I focused and clicked away, asking Hope to write down their names alongside descriptions in a notebook: “White cowboy had; red checked western shirt,” I said aloud as I snapped the shutter. “Black Marlboro cap, glasses, green striped shirt.” We’d match the descriptions with the names and the photos later.”from the book, Border Odyssey
Braceros: The Forgotten Farmworkers
Every Sunday morning over 100 elderly ex-Braceros – most of them in their 70s and 80s – gather with their families in the central plaza of Ciudad Juárez to peacefully demand payment of retirement benefits deducted from their pay decades ago.
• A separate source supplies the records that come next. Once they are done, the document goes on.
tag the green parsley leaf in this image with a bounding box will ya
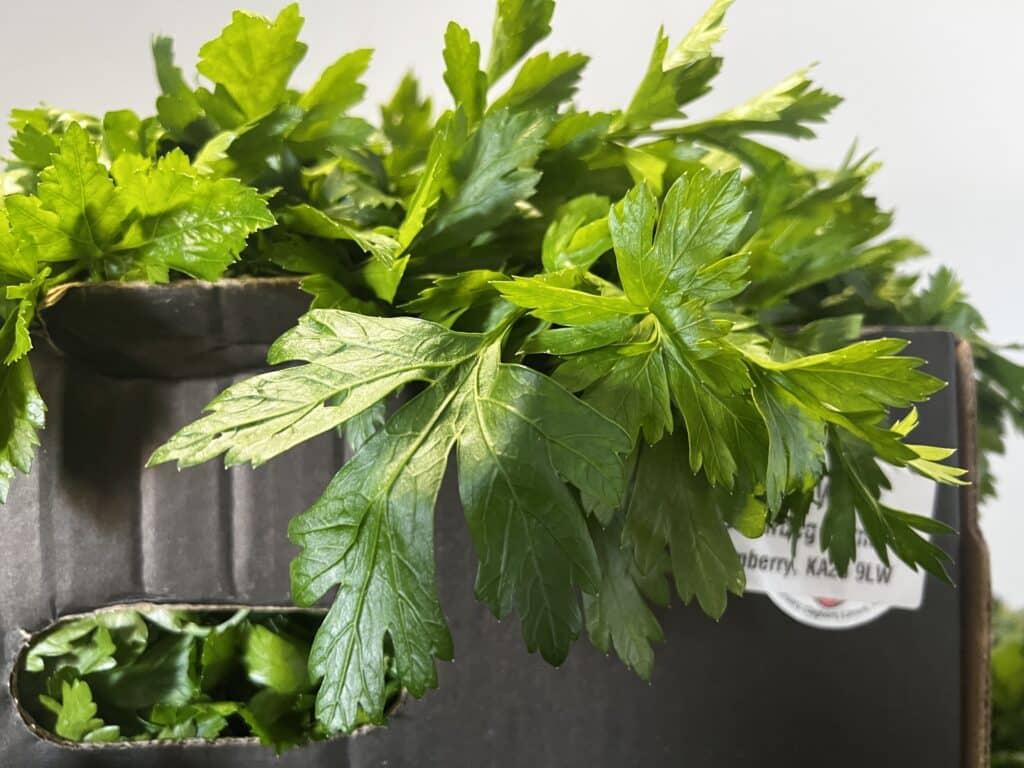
[152,36,206,140]
[0,268,47,365]
[403,269,506,326]
[244,625,313,696]
[443,23,487,125]
[381,74,434,181]
[26,617,115,674]
[0,357,45,504]
[627,434,746,619]
[751,373,827,511]
[39,680,111,742]
[414,108,551,257]
[583,517,665,680]
[397,111,458,249]
[609,171,747,308]
[148,702,238,740]
[280,204,401,268]
[112,151,275,280]
[547,318,673,444]
[298,274,377,313]
[0,208,35,281]
[239,690,314,753]
[288,374,460,732]
[541,194,612,272]
[457,345,627,662]
[663,0,733,70]
[505,170,760,483]
[486,0,555,81]
[102,110,163,161]
[154,309,629,731]
[490,52,589,114]
[11,123,124,264]
[684,66,842,141]
[740,338,947,480]
[618,0,733,134]
[823,429,954,581]
[89,633,198,711]
[149,312,479,468]
[299,48,372,115]
[199,625,240,694]
[197,4,307,120]
[495,270,643,325]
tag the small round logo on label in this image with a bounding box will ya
[767,592,890,630]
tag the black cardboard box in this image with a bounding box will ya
[0,282,990,767]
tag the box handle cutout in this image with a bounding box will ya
[11,602,402,752]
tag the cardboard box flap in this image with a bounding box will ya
[40,279,308,380]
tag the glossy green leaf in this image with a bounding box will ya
[490,52,589,114]
[752,374,827,511]
[583,518,665,680]
[619,3,730,133]
[150,311,479,468]
[113,157,274,280]
[40,680,110,742]
[496,270,643,325]
[414,108,551,256]
[610,170,747,307]
[299,48,372,114]
[443,23,487,125]
[0,209,35,280]
[627,435,746,619]
[458,346,628,663]
[289,374,460,732]
[280,204,400,268]
[397,111,458,249]
[403,269,505,326]
[244,625,312,695]
[156,310,628,731]
[684,66,841,140]
[487,0,555,81]
[9,124,123,264]
[541,194,611,272]
[823,429,953,581]
[199,625,240,693]
[197,4,307,120]
[748,338,946,419]
[90,633,198,711]
[0,357,44,504]
[152,36,205,137]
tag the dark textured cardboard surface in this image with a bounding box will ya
[41,278,310,379]
[956,340,992,768]
[0,283,985,766]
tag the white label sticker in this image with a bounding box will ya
[730,467,938,627]
[767,593,890,631]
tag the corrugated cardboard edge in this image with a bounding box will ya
[39,276,304,310]
[37,276,311,379]
[957,340,992,768]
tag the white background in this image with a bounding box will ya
[1,0,1021,603]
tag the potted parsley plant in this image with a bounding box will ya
[2,0,1021,751]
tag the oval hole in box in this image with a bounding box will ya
[11,602,402,750]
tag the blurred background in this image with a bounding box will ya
[1,0,1020,604]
These forgotten farmworkers who once labored on U.S. soil still have not received the funds they earned. Their struggle is largely ignored by national and international media, and over-shadowed by the drug-related violence that dominates the news from Ciudad Juárez, a Mexican border city across the Rio Grande from El Paso, Texas.
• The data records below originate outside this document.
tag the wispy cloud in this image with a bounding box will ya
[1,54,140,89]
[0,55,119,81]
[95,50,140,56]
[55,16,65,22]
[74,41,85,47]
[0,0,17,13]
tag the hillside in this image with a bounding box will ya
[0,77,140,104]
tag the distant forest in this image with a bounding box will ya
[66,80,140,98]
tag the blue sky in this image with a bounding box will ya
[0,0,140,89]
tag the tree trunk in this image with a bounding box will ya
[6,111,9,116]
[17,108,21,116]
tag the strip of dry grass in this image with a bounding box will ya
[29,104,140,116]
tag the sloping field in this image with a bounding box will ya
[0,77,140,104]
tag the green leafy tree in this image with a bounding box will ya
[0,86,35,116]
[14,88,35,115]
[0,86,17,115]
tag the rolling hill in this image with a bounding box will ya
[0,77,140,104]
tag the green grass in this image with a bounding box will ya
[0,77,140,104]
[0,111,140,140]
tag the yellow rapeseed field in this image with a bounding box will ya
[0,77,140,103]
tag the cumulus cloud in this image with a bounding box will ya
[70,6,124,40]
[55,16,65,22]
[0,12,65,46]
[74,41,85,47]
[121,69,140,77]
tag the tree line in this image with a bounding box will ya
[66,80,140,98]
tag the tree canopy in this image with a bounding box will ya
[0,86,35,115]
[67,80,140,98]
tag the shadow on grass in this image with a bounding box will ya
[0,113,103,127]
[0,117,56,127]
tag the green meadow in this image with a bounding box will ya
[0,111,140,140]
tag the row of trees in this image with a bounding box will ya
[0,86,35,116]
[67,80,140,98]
From 1942 until 1964 the United States recruited and gave temporary visas to some 5 million Mexican workers who harvested American crops during World War II and beyond. These Mexican workers – known as Braceros (“strong-arms”) – were transported in cattle cars, sprayed for lice, stripped, and showered in groups, and often mistreated physically. They performed backbreaking work to earn much-needed wages to feed their families. When they were done, the U.S. government took mandatory deductions from their wages, promising a retirement fund for the Mexican Braceros when they returned to Mexico.
But decades after the program’s end, both governments have failed to give back all the retirement money earned by ex-Braceros. After protests and lawsuits the U.S.and Mexican governments agreed to hand over some of the funds, up to $3500 per person, if the workers could show pay stubs and other documentation proving they earned the pay. Because of the extraordinary amount of paperwork required to prove eligibility, to date only a small portion of the retirement funds have been distributed. As shown in the photographs, some have identification cards and other documentation, but few have pay stubs – who does after fifty or more years? Meanwhile, the Braceros are aging and dying; neither they nor their widows and dependent children have anything to show for their years of sacrifice. The promises go unfulfilled.
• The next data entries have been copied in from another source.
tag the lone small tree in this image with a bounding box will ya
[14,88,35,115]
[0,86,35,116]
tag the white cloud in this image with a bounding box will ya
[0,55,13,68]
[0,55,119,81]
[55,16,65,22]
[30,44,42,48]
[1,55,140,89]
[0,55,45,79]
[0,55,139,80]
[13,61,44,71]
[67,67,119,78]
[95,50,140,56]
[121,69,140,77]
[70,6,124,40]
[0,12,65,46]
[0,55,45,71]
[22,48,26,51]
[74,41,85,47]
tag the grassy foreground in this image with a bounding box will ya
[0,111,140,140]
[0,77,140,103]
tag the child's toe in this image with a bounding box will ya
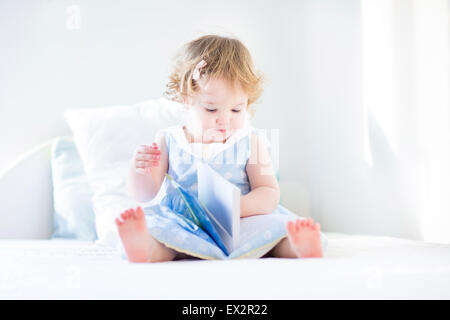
[136,206,144,219]
[287,221,296,234]
[296,219,302,231]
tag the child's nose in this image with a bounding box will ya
[216,113,231,126]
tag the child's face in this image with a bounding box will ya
[186,77,248,143]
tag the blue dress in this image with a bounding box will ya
[123,124,328,260]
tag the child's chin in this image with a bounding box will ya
[204,129,235,142]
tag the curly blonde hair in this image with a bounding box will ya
[164,35,263,115]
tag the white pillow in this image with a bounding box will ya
[64,97,185,247]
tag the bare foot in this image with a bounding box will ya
[286,218,323,258]
[115,206,152,262]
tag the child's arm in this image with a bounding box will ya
[241,133,280,217]
[127,132,169,202]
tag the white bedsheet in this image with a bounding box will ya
[1,232,450,299]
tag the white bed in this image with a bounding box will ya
[1,233,450,299]
[1,136,450,300]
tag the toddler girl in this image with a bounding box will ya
[115,35,327,262]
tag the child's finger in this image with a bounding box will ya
[136,159,160,167]
[142,142,159,152]
[150,143,160,153]
[137,144,160,154]
[138,166,155,174]
[137,145,150,153]
[135,168,147,174]
[135,161,148,168]
[136,161,159,169]
[136,149,160,157]
[148,148,161,155]
[136,154,160,161]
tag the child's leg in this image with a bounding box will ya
[115,206,178,263]
[268,218,323,258]
[268,237,298,258]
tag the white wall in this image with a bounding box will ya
[0,0,422,239]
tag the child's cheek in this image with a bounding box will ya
[233,114,246,129]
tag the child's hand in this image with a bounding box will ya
[133,142,161,174]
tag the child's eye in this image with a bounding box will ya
[204,107,241,113]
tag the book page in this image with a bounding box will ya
[197,161,240,253]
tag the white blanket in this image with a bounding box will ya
[1,232,450,299]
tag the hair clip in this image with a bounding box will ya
[192,59,207,81]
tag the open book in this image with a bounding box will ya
[164,162,241,256]
[197,162,240,254]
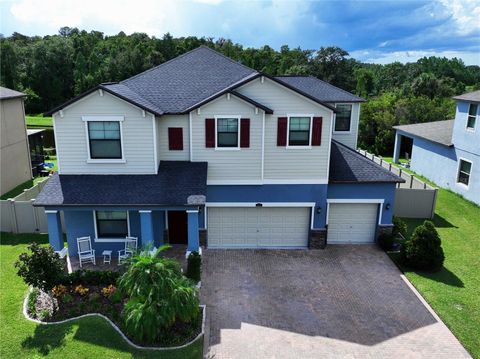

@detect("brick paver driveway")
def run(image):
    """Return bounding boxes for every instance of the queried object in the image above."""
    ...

At the invitation of Professor Luis Alfonso Herrera Robles, of the Universidad Autónoma de Ciudad Juárez and Colégio de Chihuahua, Professor Charles Thompson visited the ex-Braceros demonstrating in the downtown plaza in June 2010 and again in October 2011. He took his camera along to document the protest.
A moving event followed. In hopes of bringing more attention to their demands and simply to say that they were present, the men and women lined up (without being asked) to have Thompson take their portraits. The result is a collection of powerful images of workers who sacrificed their time in Mexico to work hard in U.S. fields, with each looking into the camera saying that they now await their just due. The photographs on this website represent only those who were present on the two Sunday mornings Thompson visited the park in Ciudad Juarez. They stand for thousands more ex-Braceros near Ciudad Juarez and elsewhere in Mexico and the U.S., for those not pictured, those already passed on, and for workers everywhere whose pay has been shortchanged.
This website photo gallery is designed to bring attention to these dignified ex-Braceros and their call for justice. We have distributed copies of many of these photos to the ex-Braceros pictured (or their families) and a photo exhibition is planned at a university or city gallery in Ciudad Juarez.